CAS Key Laboratory of Tropical Forest Ecology, Xishuangbanna Tropical Botanical Garden, Chinese Academy of Sciences, Mengla, 666303, Yunnan, China.
State Key Laboratory of Grassland Agro-Ecosystem, College of Life Sciences, Lanzhou University, Lanzhou, China.
BMC Bioinformatics. 2019 Feb 13;20(1):75. doi: 10.1186/s12859-019-2670-3.
With the availability of well-assembled genomes of a growing number of organisms, identifying the bioinformatic basis of whole genome duplication (WGD) is a growing field of genomics. The most extant software for detecting footprints of WGDs has been restricted to a well-assembled genome. However, the massive poor quality genomes and the more accessible transcriptomes have been largely ignored, and in theoretically they are also likely to contribute to detect WGD using dS based method. Here, to resolve these problems, we have designed a universal and simple technical tool WGDdetector for detecting WGDs using either genome or transcriptome annotations in different organisms based on the widely used dS based method.
We have constructed WGDdetector pipeline that integrates all analyses including gene family constructing, dS estimating and phasing, and outputting the dS values of each paralogs pairs processed with only one command. We further chose four species (Arabidopsis thaliana, Juglans regia, Populus trichocarpa and Xenopus laevis) representing herb, wood and animal, to test its practicability. Our final results showed a high degree of accuracy with the previous studies using both genome and transcriptome data.

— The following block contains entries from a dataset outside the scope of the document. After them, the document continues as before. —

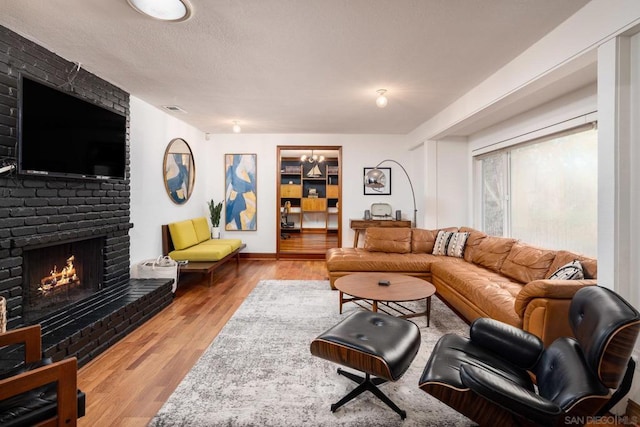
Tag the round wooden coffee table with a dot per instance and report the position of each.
(402, 288)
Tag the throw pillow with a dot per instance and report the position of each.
(442, 241)
(456, 244)
(569, 271)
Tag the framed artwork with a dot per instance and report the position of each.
(179, 171)
(240, 192)
(386, 190)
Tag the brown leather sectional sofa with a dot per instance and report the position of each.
(495, 277)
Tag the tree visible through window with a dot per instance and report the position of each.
(552, 193)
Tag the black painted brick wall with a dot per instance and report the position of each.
(37, 211)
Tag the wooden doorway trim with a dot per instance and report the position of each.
(279, 150)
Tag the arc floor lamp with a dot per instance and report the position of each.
(376, 180)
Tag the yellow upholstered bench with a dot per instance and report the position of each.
(190, 241)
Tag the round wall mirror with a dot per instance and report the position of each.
(179, 171)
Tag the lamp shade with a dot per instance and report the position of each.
(375, 178)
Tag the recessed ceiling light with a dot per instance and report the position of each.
(381, 100)
(174, 109)
(165, 10)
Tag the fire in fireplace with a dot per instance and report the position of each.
(57, 276)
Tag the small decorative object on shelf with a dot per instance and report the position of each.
(215, 211)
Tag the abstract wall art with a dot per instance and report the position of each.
(240, 192)
(179, 171)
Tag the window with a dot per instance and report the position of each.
(544, 192)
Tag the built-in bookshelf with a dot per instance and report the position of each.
(309, 194)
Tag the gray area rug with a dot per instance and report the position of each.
(259, 371)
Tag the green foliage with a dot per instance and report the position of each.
(214, 212)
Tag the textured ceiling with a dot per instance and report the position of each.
(290, 66)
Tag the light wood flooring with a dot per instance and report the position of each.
(129, 383)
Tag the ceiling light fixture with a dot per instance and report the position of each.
(381, 100)
(312, 159)
(164, 10)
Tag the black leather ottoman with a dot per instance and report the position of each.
(373, 343)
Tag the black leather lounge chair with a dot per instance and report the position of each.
(503, 376)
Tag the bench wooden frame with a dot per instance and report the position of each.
(203, 267)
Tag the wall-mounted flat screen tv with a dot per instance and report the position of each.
(62, 135)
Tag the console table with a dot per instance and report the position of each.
(359, 225)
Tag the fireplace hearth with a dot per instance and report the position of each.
(60, 275)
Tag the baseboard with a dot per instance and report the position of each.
(633, 410)
(255, 255)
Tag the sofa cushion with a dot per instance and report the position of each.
(233, 243)
(474, 239)
(201, 227)
(442, 242)
(183, 234)
(526, 263)
(570, 271)
(201, 252)
(492, 251)
(391, 240)
(589, 265)
(491, 292)
(359, 259)
(456, 244)
(422, 240)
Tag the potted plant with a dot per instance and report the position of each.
(215, 209)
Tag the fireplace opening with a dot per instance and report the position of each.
(60, 275)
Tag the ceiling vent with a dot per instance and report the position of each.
(174, 109)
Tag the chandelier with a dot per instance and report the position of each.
(312, 159)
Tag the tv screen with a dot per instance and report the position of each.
(60, 134)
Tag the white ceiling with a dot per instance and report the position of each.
(293, 66)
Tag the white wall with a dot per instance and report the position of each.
(358, 151)
(151, 130)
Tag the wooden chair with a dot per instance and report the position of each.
(41, 392)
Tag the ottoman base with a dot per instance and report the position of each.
(366, 383)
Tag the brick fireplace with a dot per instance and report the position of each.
(40, 214)
(56, 276)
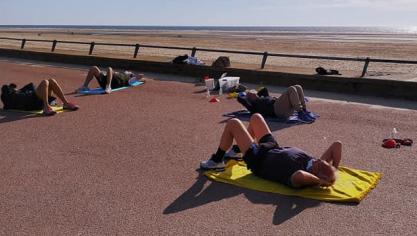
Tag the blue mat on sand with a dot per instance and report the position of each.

WGDdetector is not only reliable and stable for genome data, but also a new way to using the transcriptome data to obtain the correct dS distribution for detecting WGD. The source code is freely available, and is implemented in Windows and Linux operation system.
随着越来越多生物体的基因组组装变得可行,识别全基因组复制(WGD)的生物信息学基础是基因组学日益增长的领域。最先进的用于检测 WGD 足迹的软件一直局限于组装良好的基因组。然而,大量质量较差的基因组和更容易获得的转录组在很大程度上被忽视了,从理论上讲,它们也可能有助于使用基于 dS 的方法检测 WGD。在这里,为了解决这些问题,我们设计了一个通用且简单的技术工具 WGDdetector,用于根据广泛使用的基于 dS 的方法,使用不同生物体的基因组或转录组注释来检测 WGD。
我们构建了 WGDdetector 流水线,该流水线集成了所有分析,包括基因家族构建、dS 估计和分相,并通过仅一条命令处理每个同源基因对的 dS 值。我们进一步选择了四个物种(拟南芥、核桃、杨树和非洲爪蟾),分别代表草本、木本和动物,以测试其实用性。我们的最终结果显示,使用基因组和转录组数据的先前研究具有高度准确性。
WGDdetector 不仅对基因组数据可靠且稳定,而且是一种使用转录组数据获得正确 dS 分布以检测 WGD 的新方法。源代码是免费的,并在 Windows 和 Linux 操作系统中实现。